Q&A with Gordon Leverton, Artist
I draw and paint buildings with pastel on paper. I walk around factory sites, alleys and run-down neighbourhoods with my camera, take pictures of buildings or doorways, walls and so on, then draw an image partially based on the photo.
Inspired by the interviews in the Paris Review and Bomb magazine, "The Questions" in Sports Illustrated, and the regular interviews on the blogs of Tom Peters and Guy Kawasaki, Comment has asked a diverse group of mentors for their stories.
Comment: How would you explain what you do to an interested nine-year-old child?
Gordon Leverton: I draw and paint buildings with pastel on paper. I walk around factory sites, alleys and run-down neighbourhoods with my camera, take pictures of buildings or doorways, walls and so on, then draw an image partially based on the photo. Mainly I use my imagination to come up with the colours and stuff.
Comment: What first drew you to this work?
GL: I've always had an interest in architecture and drafting. When I started to draw in earnest, I was attracted to the fact that you could be as precise or loose as you desired when drawing a building. It allowed me equals parts discipline and freedom.
Comment: As a novice, what were your most valuable learning experiences?
GL: Initially, I was focused on reproducing a subject as realistically as possible, whether from a photo or from life. Although that period was an important phase of my development as an artist and observer, I believe to make a mark as an artist you have to move past that point and experiment. Basically, it's about going outside your comfort zone.
Comment: What is the best advice you've ever been given?
GL: It would be hard to pick just one bit of advice. From a technical point of view, when I learned to "draw from the body," in other words to draw not just with your hand but with your whole arm and body, it vastly improved the quality of my sketch work. This I learned from a fellow artist in a life-drawing studio course. Several artists have encouraged me to plan my paintings, through rough sketches, colour swatches and so forth. That advice was equally important.
Comment: From what sources do you draw inspiration for your work?
GL: I draw inspiration from all over. It may be a book I'm reading about urban planning or a documentary on fair trade. I love art history, so there's an obvious pool of resources that never runs dry. Often I will go for walks in my neighbourhood with my toddler in tow and I'll just enjoy the buzz of the city around me. Likewise, I enjoy feeding off the work of the artists I know and meet.

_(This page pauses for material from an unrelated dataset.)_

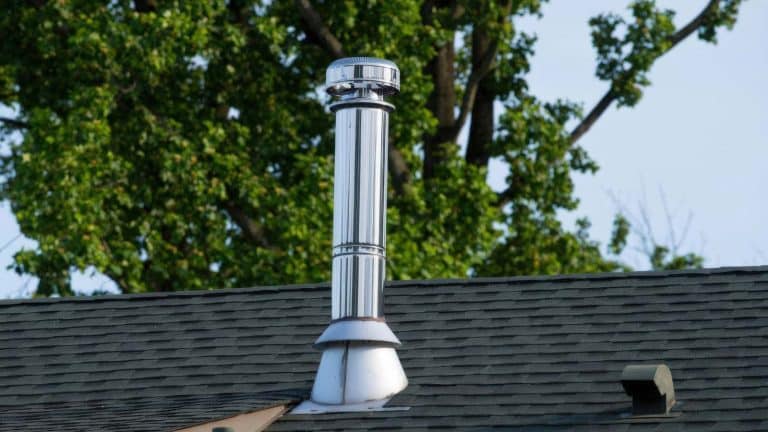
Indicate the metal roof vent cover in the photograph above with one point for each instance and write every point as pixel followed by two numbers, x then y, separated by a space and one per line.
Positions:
pixel 359 368
pixel 651 388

Comment: What rituals and habits structure your workday?
GL: My workday is chaos. As the primary caregiver for my two children, I have to balance my career with the schedules of their busy lives. I have a routine throughout the week where I know I can complete certain tasks or let other tasks wait. A visual artist's work life is not just consumed with creating art, unfortunately. There are myriad, mundane jobs like website maintenance, matting and framing, driving around to deliver art or to get supplies, updating and mailing portfolios . . . each day has its own challenges.
Comment: What are your favorite tools?
GL: Undoubtedly, my favourite tool is my Logan mat cutter. For economy, I do the entire picture framing process myself and I've found this device to be a real time saver. Next would be my four wheel trolley which is now being held together my duct tape. I've added several years to my back thanks to this little helper.
Comment: Tell us about a project that delighted you.
GL: I took part in an art exhibition of industrial-inspired art at an historical boiler house and worked very closely with the curator. Seeing this old industrial factory could house an incredible array of modern art was so inspired, it opened my mind up to other possibilities.
Comment: How do you plan your work?
GL: I probably don't plan my work as much as most artists. My ideal has always been to be as prolific as possible, learning from doing. My first impression is usually quite close to what I want so I will take more time at the end of the process to fine-tune the things that need tweaking. However, composition is paramount to me, so I do spend a considerable amount of time at the beginning of a piece to play with the composition until it's right.
Comment: How does your work connect to other aspects of your life?
GL: Being an artist colours an artist's whole life, not just the time spent in studio. My work has allowed me to see new places, meet interesting people and allow a lifestyle of relative freedom that I wouldn't be able to enjoy otherwise. I'm very thankful for that.